Madam Chair,
Excellencies and Distinguished Delegates,

I have the honour to speak on behalf of the Group of 77 and China. At the outset, please allow me to extend our Group's warmest congratulations to you as the Chair of the 53rd session of the Commission on Social Development and to the members of your Bureau. The Group of 77 and China wishes to assure you of its full support and cooperation during your tenure.

I would also like to express the Group's appreciation to the Secretary General for his informative reports under this agenda item, as they will certainly contribute to the enrichment of our discussions during this session.

Madam Chair,

This session is taking place at a critical juncture, when we are in the midst of crafting the Post 2015 Development Agenda set to supersede the Millennium Development Goals and we are also commemorating the twentieth anniversary of the World Summit for Social Development held in Copenhagen. In our view, the Copenhagen Declaration and Programme of Action which was adopted in 1995 continues to be an integral point of reference in the field of social development for the international community as well as at country level.

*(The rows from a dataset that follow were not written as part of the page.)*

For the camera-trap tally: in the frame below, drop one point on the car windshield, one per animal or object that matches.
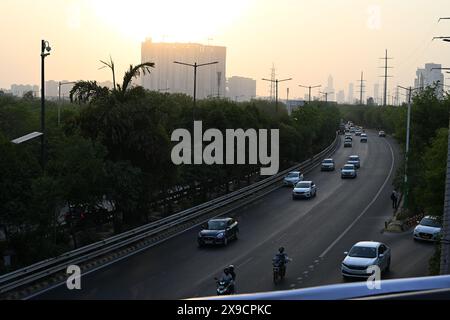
(427, 222)
(302, 185)
(217, 225)
(363, 252)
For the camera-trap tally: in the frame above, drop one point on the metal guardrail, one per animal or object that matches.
(358, 290)
(39, 270)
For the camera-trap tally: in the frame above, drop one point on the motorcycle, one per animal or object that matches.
(224, 287)
(279, 269)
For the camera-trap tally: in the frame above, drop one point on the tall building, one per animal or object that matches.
(376, 93)
(350, 98)
(241, 89)
(427, 77)
(330, 89)
(20, 89)
(175, 78)
(340, 97)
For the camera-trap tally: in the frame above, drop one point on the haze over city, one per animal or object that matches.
(307, 41)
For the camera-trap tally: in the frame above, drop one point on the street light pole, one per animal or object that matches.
(45, 49)
(309, 88)
(276, 89)
(195, 66)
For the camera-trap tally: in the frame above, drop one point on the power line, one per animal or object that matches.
(386, 67)
(361, 88)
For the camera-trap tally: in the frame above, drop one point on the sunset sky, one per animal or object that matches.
(306, 40)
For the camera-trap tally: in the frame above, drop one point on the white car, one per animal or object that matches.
(293, 178)
(364, 255)
(304, 189)
(348, 171)
(429, 229)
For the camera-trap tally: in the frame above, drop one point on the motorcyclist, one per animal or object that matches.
(227, 277)
(231, 271)
(282, 258)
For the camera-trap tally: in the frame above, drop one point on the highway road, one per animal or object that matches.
(314, 232)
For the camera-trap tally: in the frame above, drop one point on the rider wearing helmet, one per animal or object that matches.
(282, 258)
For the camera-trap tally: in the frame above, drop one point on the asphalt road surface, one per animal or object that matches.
(314, 232)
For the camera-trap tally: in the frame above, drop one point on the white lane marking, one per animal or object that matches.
(368, 206)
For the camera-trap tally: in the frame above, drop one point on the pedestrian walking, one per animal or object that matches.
(394, 198)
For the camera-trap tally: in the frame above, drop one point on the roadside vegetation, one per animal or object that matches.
(427, 163)
(109, 163)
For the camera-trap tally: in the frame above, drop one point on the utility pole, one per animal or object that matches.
(386, 76)
(45, 51)
(195, 66)
(445, 241)
(309, 88)
(276, 81)
(408, 126)
(361, 88)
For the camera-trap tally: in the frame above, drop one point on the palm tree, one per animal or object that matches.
(90, 91)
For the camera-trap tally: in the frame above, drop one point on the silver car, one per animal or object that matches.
(348, 171)
(304, 189)
(364, 255)
(293, 178)
(354, 159)
(327, 165)
(429, 229)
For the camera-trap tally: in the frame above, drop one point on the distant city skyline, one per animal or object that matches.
(339, 41)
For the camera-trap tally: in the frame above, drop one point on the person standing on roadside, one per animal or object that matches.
(394, 198)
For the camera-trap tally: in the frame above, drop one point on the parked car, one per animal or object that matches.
(304, 189)
(354, 159)
(327, 165)
(363, 138)
(348, 171)
(293, 178)
(364, 255)
(429, 229)
(218, 231)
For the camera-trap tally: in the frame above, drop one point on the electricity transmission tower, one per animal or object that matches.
(385, 76)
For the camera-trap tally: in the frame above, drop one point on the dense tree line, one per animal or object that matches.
(115, 145)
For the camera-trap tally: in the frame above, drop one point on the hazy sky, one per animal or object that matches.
(306, 40)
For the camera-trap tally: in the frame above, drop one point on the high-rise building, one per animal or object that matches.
(376, 93)
(330, 88)
(241, 88)
(175, 78)
(350, 98)
(340, 97)
(20, 89)
(429, 76)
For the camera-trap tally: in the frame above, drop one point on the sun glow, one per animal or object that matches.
(170, 20)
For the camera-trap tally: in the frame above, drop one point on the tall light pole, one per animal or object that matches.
(195, 66)
(59, 98)
(45, 51)
(445, 241)
(408, 130)
(276, 81)
(309, 87)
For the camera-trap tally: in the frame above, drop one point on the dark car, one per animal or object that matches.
(218, 231)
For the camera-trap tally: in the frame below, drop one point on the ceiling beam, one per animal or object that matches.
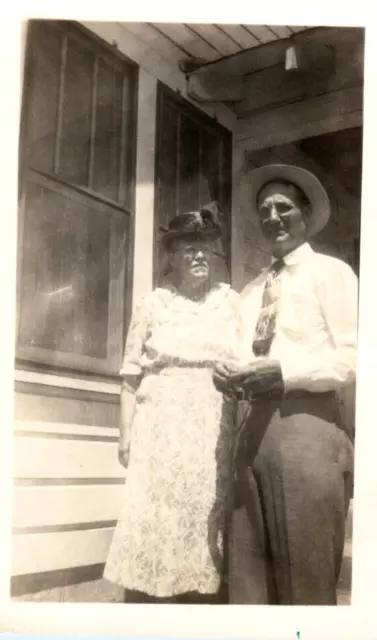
(275, 126)
(313, 69)
(270, 54)
(273, 86)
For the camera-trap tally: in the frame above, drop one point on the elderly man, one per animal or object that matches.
(294, 459)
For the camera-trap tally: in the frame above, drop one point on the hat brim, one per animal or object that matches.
(212, 234)
(309, 183)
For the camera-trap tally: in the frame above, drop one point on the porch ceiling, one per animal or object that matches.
(211, 42)
(206, 43)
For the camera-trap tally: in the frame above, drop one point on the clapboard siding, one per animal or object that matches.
(52, 457)
(46, 506)
(39, 552)
(76, 408)
(68, 488)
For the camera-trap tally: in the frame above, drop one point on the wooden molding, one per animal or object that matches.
(208, 89)
(273, 53)
(330, 112)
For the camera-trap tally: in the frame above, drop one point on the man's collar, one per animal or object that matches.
(297, 255)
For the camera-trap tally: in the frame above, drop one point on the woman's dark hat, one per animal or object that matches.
(204, 223)
(308, 182)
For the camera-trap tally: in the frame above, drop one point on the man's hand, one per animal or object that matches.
(259, 376)
(222, 377)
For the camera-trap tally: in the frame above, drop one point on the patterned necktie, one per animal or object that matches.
(266, 325)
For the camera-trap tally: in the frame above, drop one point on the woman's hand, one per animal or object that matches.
(222, 377)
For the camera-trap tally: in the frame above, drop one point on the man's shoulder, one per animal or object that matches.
(327, 263)
(253, 284)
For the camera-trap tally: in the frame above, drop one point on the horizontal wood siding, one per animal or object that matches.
(68, 492)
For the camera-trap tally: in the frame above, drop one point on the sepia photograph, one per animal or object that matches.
(189, 215)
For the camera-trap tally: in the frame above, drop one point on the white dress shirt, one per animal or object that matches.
(316, 326)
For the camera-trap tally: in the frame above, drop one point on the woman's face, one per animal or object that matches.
(191, 259)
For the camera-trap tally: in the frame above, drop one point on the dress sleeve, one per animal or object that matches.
(137, 335)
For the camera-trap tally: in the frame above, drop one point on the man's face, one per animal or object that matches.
(282, 217)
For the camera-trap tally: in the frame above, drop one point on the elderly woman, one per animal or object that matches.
(176, 428)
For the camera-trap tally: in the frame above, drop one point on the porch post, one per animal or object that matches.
(144, 197)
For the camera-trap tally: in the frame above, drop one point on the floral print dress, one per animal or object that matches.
(169, 537)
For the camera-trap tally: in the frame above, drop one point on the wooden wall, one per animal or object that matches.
(68, 489)
(68, 483)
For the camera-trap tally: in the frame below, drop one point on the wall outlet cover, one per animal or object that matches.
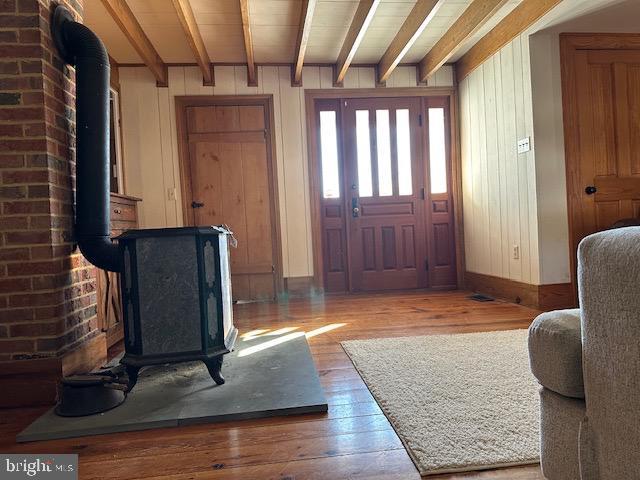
(524, 145)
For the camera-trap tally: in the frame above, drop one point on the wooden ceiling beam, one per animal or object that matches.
(126, 21)
(476, 15)
(361, 21)
(521, 18)
(252, 71)
(191, 30)
(421, 14)
(306, 17)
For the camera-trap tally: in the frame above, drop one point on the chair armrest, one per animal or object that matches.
(555, 352)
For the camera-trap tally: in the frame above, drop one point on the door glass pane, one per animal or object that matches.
(363, 145)
(329, 155)
(437, 151)
(383, 140)
(403, 136)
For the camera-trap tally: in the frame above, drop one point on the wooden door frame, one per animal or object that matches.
(570, 43)
(265, 101)
(314, 163)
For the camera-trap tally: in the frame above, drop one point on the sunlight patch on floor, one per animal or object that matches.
(287, 335)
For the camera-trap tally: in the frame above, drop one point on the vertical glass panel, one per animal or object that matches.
(403, 136)
(437, 151)
(363, 144)
(329, 154)
(383, 140)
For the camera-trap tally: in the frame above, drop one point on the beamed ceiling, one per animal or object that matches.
(385, 33)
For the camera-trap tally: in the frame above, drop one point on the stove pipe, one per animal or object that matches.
(80, 47)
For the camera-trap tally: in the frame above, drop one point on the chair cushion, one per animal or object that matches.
(555, 352)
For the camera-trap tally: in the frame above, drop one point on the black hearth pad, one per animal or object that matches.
(278, 380)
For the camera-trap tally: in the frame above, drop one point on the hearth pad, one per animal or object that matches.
(265, 378)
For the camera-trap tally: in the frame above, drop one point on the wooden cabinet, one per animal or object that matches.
(124, 216)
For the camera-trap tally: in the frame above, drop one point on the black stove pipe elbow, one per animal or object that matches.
(80, 47)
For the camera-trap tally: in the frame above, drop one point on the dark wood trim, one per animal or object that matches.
(300, 287)
(314, 164)
(421, 14)
(543, 297)
(456, 187)
(252, 77)
(516, 22)
(114, 77)
(33, 382)
(476, 15)
(129, 25)
(569, 44)
(271, 64)
(192, 32)
(266, 101)
(306, 17)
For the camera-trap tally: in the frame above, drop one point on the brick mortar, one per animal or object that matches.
(35, 89)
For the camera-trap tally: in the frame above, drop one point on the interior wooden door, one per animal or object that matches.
(384, 189)
(228, 148)
(602, 90)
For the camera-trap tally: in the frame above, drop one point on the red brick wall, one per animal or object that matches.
(47, 289)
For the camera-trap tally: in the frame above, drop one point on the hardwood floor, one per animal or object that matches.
(353, 440)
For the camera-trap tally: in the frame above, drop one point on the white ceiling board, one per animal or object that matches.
(220, 24)
(274, 44)
(486, 28)
(274, 28)
(160, 23)
(388, 19)
(331, 22)
(118, 46)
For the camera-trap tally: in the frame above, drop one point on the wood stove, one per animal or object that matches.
(176, 297)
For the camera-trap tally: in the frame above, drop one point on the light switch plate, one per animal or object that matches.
(524, 145)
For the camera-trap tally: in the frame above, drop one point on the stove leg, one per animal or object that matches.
(214, 365)
(132, 373)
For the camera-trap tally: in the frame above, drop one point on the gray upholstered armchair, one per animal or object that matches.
(588, 363)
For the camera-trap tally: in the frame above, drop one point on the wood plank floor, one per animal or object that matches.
(353, 440)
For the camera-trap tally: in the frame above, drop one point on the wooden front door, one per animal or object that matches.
(384, 188)
(385, 197)
(229, 167)
(602, 129)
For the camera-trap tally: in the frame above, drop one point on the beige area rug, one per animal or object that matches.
(457, 402)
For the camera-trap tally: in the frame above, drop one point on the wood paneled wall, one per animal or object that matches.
(151, 152)
(499, 185)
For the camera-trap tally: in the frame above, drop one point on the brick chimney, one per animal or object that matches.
(48, 324)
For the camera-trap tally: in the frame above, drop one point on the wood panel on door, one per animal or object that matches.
(229, 169)
(602, 130)
(384, 189)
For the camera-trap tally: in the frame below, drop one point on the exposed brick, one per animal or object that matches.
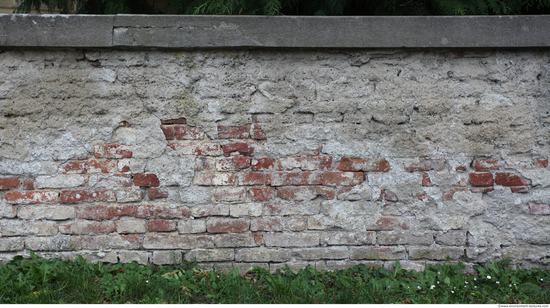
(232, 163)
(251, 178)
(174, 121)
(146, 180)
(204, 163)
(233, 132)
(426, 164)
(264, 163)
(481, 190)
(188, 133)
(110, 242)
(539, 209)
(435, 253)
(304, 163)
(161, 225)
(481, 179)
(363, 164)
(508, 179)
(304, 193)
(244, 148)
(31, 197)
(117, 151)
(131, 226)
(377, 253)
(486, 164)
(348, 238)
(262, 254)
(169, 241)
(229, 194)
(155, 193)
(426, 181)
(214, 179)
(206, 149)
(159, 211)
(192, 226)
(291, 239)
(294, 178)
(87, 227)
(449, 193)
(258, 133)
(342, 178)
(225, 225)
(9, 183)
(521, 189)
(75, 196)
(103, 212)
(169, 132)
(262, 193)
(210, 210)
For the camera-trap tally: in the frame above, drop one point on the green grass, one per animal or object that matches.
(39, 281)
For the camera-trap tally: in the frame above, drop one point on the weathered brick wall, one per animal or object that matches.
(262, 158)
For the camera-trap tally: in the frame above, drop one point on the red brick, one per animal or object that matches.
(481, 189)
(9, 183)
(294, 178)
(427, 164)
(262, 193)
(158, 211)
(117, 151)
(244, 148)
(31, 197)
(303, 193)
(264, 163)
(258, 133)
(161, 225)
(75, 196)
(155, 193)
(363, 164)
(508, 179)
(426, 181)
(481, 179)
(169, 132)
(28, 184)
(232, 163)
(214, 179)
(86, 227)
(233, 132)
(146, 180)
(103, 212)
(204, 163)
(207, 149)
(539, 209)
(225, 225)
(449, 193)
(88, 166)
(519, 189)
(342, 178)
(304, 163)
(174, 121)
(229, 194)
(188, 133)
(251, 178)
(486, 164)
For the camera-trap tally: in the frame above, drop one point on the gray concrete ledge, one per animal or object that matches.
(168, 31)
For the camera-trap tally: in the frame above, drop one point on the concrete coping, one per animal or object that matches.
(182, 32)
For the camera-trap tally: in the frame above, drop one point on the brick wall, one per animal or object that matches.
(255, 158)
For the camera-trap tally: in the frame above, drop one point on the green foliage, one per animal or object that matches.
(297, 7)
(38, 281)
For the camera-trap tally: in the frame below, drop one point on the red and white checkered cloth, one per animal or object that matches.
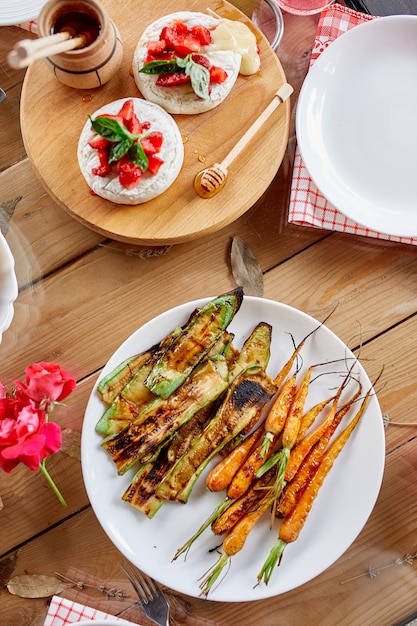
(308, 207)
(62, 611)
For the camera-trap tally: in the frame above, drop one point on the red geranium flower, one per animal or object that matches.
(26, 435)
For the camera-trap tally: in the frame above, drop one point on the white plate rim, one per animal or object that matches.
(355, 206)
(300, 560)
(8, 286)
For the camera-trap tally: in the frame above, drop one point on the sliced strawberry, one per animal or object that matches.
(201, 59)
(167, 55)
(127, 110)
(217, 74)
(156, 47)
(113, 117)
(173, 79)
(180, 27)
(154, 163)
(202, 34)
(98, 142)
(104, 167)
(135, 126)
(181, 42)
(129, 173)
(152, 143)
(185, 45)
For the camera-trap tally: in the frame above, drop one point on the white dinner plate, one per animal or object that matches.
(357, 126)
(8, 286)
(19, 11)
(342, 507)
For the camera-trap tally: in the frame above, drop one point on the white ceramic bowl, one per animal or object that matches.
(8, 286)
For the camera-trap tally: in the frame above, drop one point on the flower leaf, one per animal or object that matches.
(246, 269)
(7, 566)
(35, 586)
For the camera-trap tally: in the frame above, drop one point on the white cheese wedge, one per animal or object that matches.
(149, 187)
(181, 99)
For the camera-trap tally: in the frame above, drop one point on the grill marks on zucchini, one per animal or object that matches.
(244, 402)
(163, 417)
(192, 345)
(173, 407)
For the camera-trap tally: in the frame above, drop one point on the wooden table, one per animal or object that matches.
(81, 295)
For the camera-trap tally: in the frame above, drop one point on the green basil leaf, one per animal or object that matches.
(119, 149)
(160, 67)
(200, 79)
(109, 128)
(182, 63)
(136, 154)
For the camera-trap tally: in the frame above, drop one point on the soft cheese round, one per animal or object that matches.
(149, 187)
(181, 99)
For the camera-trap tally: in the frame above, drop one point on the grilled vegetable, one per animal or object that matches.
(128, 404)
(294, 523)
(277, 415)
(193, 343)
(310, 463)
(255, 351)
(135, 395)
(242, 505)
(110, 386)
(222, 474)
(245, 398)
(163, 417)
(260, 501)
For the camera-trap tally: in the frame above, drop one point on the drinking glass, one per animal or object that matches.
(303, 7)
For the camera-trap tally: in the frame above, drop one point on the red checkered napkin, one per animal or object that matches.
(308, 207)
(62, 611)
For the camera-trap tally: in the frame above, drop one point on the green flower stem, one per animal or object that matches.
(223, 504)
(55, 489)
(273, 559)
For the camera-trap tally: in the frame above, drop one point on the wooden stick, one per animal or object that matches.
(281, 95)
(27, 50)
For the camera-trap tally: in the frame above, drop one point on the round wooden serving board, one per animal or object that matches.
(53, 115)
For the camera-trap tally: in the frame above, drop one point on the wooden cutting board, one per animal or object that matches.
(53, 115)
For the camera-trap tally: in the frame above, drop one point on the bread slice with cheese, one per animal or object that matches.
(149, 186)
(182, 99)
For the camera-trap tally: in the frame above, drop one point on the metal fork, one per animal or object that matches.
(153, 601)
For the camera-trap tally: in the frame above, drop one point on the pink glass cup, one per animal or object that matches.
(303, 7)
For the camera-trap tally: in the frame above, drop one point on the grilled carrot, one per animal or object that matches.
(293, 421)
(302, 448)
(294, 488)
(310, 417)
(242, 505)
(187, 545)
(248, 471)
(285, 370)
(294, 523)
(275, 420)
(222, 474)
(236, 538)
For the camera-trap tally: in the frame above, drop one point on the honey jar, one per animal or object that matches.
(93, 64)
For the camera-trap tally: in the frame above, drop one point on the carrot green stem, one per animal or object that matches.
(268, 438)
(223, 504)
(214, 573)
(42, 467)
(272, 560)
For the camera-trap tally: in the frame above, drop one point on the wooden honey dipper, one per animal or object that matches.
(209, 181)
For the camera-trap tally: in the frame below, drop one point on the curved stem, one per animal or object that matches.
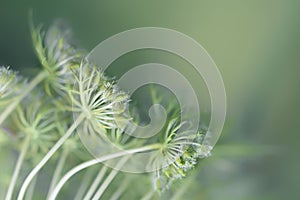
(17, 169)
(87, 164)
(121, 188)
(109, 179)
(29, 195)
(148, 195)
(50, 153)
(58, 170)
(39, 78)
(95, 183)
(84, 185)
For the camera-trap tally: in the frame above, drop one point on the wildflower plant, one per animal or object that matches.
(71, 102)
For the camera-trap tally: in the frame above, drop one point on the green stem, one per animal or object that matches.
(50, 153)
(109, 179)
(84, 185)
(148, 195)
(17, 169)
(121, 188)
(29, 195)
(95, 183)
(39, 78)
(87, 164)
(58, 170)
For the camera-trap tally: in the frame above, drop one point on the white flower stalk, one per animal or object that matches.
(35, 126)
(97, 104)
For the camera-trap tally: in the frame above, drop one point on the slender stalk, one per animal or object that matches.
(109, 179)
(39, 78)
(58, 170)
(29, 194)
(50, 153)
(120, 190)
(95, 184)
(178, 194)
(17, 169)
(84, 185)
(87, 164)
(148, 195)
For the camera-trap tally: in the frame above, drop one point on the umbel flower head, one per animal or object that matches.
(9, 84)
(180, 153)
(56, 54)
(35, 120)
(96, 97)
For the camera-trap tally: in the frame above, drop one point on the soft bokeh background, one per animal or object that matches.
(257, 49)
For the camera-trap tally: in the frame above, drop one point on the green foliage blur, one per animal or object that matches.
(256, 46)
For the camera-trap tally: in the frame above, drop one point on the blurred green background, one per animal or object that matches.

Consequently, the Group of 77 and China reaffirms its commitment in fulfilling the goals agreed at Copenhagen, particularly poverty eradication, full employment and social integration. Two decades later, significant progress has been registered, however, we are not where we should be, as the progress has been unequal and fragmented particularly, in developing countries. Accordingly, this means a lot more still needs to be done. Notably, the theme "Rethinking and Strengthening Social Development in the Contemporary World" is therefore timely and crucial, as it enables us to creatively look at new ways to advance the progress on the commitments made twenty years ago in Copenhagen, whilst also maintaining the aspiration of placing people at the center of development.

Madam Chair,

The Group of 77 and China is deeply concerned by the lack of satisfactory progress of social development especially in the developing world. The Commitments made twenty years ago have not yielded the desired results. We however recognize that serious inroads have been made in the reduction of poverty particularly for those living in extreme poverty, as highlighted in the Secretary General's report. Efforts to significantly fight poverty have proven to be complex and have also largely been undermined by the global environment, such as the world financial and economic crises, food insecurity, climate change and in some countries volatile security situations due to conflicts.

We are of the firm view that for economic growth to positively contribute to poverty reduction, it is essential that macro-economic and social policies focus on job creation, as this will reduce inequalities and aid in providing social protection. Furthermore, as a catalyst to economic growth there is a need to invest much more in infrastructure, basic services such as health care insurance and education whilst also ensuring that all the segments of society, including youth, elderly and persons with disabilities have access to resources and opportunities.

It is equally important that global cooperation is strengthened and scaled up for the eradication of poverty, based on the recognition of national leadership and ownership of development strategies. This cooperation should include the fulfillment of internationally agreed ODA, debt relief, market access, capacity building and technical support including technology transfer.

Madam Chair,

Our aspirations for the attainment of full employment and decent work in a bid to combat poverty and promote social integration are still far from reach. The Secretary General's report highlights some very dim assessments in this regard, particularly for developing countries. Globally, the report highlights that the number of unemployed persons has steadily grown from 157 million in 1995 to 202 million in 2013. These figures are disconcerting and reinforce the need to renew our efforts to curb this incline.

Social exclusion continues to be a challenge in many parts of the world, by virtue of growing inequalities, thus negatively affecting youth, older persons, indigenous peoples, persons with disabilities and migrants. It is crucial that national governments strengthen their efforts in creating policies to promote and protect the needs of the marginalized.

The Group of 77 and China continues to stress the need to further mainstream sustainable development at all levels, integrating economic, social and environmental aspects and recognizing their interlinkages, so as to achieve sustainable development in all its dimensions.

The Group of 77 and China continues to stress the importance of removing obstacles to the realization of the right of peoples to self-determination, in particular of peoples living under colonial or other forms of alien domination or foreign occupation, with full respect to national sovereignty and territorial integrity of Member States, which adversely affects their social and economic development.

In closing, Madam Chair, the work of this Commission on Social Development remains more relevant today than it was two decades ago. During this session we should reaffirm the work done in Copenhagen two decades ago and endeavor to have a robust approach, ensuring the implementations of these commitments are strengthened, as they are taken forward in the post 2015 Development Agenda.

I thank you for your kind attention.